You Can Now Sing Happy Birthday To Someone Without Maybe Getting Sued
Did you know that until yesterday you ran the risk of being sued for singing a 10-second song that everybody sings? No kidding.
You know how there's these stupid outdated laws that people forget about because they are so stupid and outdated? Well, that's how everybody felt about the copyright claim made by Warner/Chappell Music.
Warner bought the company owned by someone named Clayton F. Summy back in the 80s.
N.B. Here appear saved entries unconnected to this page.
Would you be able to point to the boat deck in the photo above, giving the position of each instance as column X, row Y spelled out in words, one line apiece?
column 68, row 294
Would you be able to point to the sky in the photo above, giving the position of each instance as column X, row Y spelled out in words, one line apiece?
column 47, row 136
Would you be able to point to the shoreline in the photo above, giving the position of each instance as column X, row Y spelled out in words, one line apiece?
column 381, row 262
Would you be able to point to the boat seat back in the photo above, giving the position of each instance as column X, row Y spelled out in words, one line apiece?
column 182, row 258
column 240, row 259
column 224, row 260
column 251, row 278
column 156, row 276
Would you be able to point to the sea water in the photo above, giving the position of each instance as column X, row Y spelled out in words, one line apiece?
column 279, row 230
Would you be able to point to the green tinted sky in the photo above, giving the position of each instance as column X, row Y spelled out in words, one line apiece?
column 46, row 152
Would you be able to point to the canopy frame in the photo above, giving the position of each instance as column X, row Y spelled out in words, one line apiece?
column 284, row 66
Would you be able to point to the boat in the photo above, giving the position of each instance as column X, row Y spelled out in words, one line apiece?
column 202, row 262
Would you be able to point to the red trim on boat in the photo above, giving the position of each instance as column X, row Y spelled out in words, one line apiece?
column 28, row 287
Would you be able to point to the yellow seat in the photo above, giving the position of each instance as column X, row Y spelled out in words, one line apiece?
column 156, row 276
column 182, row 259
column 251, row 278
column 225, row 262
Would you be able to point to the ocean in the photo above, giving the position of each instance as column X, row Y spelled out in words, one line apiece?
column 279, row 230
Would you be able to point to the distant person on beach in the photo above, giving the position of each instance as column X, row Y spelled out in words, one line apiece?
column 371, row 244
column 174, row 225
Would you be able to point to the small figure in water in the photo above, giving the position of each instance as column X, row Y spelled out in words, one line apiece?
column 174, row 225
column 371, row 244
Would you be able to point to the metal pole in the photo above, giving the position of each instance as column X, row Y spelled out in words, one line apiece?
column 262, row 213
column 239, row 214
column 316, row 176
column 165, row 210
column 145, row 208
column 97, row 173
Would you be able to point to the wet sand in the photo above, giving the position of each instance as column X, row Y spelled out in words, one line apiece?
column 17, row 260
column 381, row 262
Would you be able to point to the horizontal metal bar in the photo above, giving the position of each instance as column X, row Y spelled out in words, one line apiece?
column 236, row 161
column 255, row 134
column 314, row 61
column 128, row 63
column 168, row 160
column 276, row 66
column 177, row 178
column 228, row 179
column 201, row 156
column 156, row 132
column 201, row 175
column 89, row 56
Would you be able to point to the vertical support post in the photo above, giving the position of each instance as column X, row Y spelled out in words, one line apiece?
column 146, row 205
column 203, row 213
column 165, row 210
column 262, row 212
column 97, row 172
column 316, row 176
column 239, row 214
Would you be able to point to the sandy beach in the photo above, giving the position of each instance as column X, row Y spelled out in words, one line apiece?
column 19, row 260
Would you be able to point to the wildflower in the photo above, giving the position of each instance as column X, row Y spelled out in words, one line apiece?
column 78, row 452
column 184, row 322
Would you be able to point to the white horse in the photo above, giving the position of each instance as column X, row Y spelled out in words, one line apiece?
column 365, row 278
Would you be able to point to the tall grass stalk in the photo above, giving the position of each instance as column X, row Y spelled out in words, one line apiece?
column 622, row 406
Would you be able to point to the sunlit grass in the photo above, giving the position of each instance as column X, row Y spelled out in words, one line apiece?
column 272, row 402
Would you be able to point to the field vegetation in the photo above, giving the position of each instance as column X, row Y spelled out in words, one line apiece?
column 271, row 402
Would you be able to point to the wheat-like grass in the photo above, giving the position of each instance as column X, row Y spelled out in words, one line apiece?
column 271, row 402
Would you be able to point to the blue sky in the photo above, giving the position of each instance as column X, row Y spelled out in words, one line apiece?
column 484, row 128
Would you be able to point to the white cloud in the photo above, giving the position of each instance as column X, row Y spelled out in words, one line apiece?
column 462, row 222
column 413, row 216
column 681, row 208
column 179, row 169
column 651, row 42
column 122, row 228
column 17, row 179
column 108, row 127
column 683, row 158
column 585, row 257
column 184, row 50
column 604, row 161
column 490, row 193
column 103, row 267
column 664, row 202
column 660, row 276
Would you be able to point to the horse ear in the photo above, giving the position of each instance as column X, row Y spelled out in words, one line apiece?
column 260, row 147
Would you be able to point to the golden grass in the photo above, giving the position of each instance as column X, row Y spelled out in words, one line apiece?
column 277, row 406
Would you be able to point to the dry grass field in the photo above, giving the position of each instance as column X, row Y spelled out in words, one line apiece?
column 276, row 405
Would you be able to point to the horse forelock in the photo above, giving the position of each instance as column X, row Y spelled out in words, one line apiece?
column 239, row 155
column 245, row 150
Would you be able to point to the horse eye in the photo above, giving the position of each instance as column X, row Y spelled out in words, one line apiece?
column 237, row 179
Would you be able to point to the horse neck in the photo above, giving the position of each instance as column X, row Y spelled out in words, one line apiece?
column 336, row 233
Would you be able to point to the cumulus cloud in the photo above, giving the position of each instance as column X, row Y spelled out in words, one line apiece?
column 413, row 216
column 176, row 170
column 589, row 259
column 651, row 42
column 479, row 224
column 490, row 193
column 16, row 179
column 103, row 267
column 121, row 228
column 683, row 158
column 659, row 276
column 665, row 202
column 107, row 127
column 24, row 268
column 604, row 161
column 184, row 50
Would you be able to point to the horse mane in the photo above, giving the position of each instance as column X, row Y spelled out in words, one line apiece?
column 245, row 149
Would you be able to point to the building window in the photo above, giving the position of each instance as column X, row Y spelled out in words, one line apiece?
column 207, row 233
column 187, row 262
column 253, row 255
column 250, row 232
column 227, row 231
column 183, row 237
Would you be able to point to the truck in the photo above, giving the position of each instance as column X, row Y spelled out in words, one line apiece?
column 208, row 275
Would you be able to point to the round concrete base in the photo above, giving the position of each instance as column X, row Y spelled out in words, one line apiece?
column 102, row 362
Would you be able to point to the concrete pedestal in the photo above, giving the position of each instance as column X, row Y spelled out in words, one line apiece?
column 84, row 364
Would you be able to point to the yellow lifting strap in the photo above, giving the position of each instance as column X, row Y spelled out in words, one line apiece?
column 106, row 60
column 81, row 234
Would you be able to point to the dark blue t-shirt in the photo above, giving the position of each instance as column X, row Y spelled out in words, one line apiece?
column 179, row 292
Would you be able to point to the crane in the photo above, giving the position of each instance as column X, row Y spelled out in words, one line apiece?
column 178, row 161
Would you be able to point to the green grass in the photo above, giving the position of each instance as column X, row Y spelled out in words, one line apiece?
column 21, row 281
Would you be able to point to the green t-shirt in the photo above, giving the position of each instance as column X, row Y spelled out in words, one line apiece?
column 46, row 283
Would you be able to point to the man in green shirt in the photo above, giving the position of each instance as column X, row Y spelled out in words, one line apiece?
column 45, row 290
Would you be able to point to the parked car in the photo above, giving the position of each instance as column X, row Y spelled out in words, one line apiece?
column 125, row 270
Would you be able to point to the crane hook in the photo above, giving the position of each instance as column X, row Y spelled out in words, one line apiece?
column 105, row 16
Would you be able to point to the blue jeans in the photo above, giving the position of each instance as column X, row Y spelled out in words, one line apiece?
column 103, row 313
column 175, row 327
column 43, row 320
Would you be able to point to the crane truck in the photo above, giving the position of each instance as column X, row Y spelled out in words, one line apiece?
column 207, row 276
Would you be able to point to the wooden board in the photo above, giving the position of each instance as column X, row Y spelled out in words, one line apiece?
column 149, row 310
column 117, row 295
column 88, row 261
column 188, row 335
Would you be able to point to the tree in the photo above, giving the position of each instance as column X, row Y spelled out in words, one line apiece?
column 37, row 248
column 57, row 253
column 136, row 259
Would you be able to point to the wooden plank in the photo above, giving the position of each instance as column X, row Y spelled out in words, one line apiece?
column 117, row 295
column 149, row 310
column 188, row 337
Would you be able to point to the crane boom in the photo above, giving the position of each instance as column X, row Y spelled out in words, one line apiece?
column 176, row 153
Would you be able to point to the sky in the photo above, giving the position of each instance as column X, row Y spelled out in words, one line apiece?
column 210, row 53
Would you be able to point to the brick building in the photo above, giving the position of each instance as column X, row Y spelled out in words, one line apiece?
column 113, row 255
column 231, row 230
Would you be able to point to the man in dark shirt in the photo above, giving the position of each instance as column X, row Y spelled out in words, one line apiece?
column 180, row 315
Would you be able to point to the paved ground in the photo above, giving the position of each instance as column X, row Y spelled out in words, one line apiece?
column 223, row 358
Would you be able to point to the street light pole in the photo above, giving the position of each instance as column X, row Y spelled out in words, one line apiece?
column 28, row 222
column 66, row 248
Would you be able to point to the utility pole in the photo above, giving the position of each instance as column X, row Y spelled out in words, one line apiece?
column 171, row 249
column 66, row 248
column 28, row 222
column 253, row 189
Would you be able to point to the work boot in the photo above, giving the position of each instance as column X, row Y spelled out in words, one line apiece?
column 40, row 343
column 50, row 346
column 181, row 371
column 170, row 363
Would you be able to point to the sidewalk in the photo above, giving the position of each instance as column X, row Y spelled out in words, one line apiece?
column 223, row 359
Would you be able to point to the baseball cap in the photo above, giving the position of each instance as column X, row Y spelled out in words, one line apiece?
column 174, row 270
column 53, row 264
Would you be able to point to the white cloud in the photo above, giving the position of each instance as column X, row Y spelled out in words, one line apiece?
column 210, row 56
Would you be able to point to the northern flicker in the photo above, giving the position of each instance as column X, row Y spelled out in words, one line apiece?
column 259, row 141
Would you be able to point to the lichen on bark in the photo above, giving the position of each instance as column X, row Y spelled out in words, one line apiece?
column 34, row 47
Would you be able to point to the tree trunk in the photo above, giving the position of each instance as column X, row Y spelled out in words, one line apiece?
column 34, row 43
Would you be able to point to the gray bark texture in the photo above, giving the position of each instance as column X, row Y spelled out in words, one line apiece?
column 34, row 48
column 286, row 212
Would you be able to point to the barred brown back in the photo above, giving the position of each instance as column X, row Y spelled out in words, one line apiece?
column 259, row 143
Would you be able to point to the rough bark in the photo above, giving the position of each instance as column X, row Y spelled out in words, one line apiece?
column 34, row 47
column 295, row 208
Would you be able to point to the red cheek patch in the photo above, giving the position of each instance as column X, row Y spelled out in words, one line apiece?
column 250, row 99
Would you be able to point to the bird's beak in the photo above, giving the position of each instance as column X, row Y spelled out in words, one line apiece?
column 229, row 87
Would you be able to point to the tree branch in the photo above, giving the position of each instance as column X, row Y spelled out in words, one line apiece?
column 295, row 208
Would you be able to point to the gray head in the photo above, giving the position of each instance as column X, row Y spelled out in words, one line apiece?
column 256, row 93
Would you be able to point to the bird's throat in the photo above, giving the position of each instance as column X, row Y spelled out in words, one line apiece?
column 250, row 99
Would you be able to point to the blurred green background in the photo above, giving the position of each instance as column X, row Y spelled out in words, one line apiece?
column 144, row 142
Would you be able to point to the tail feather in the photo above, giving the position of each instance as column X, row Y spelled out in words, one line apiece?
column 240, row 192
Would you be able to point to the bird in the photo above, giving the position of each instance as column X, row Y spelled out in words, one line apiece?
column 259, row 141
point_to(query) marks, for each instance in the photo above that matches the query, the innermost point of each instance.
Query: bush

Summy owned the rights to the song, which were given to him by the people who wrote the song back in the 1890s.
A production company called Good Morning To You Productions was making a documentary about the "Happy Birthday" song -- yes, someone was making a movie over "Happy Birthday to you (sang twice), Happy Birthday dear (followed by someone's name), Happy Birthday to you (sang a third time)."
GMTYP were sued by Warner/Chappell for copyright infringement -- the exact same violation me and you and every other human being on Planet Earth has committed when singing this song to someone, Warner/Chappell believed they were entitled to compensation EVERY TIME the song was performed in public -- they were asked to pay $1,500 to be allowed to use the song, and they countersued.
A judge said that this was nonsense.
Officially, he said that in 1935 a copyright was issued for the song, but it's for the piano music accompaniment, and NOT for the lyrics.
So, sing it a cappella all you want!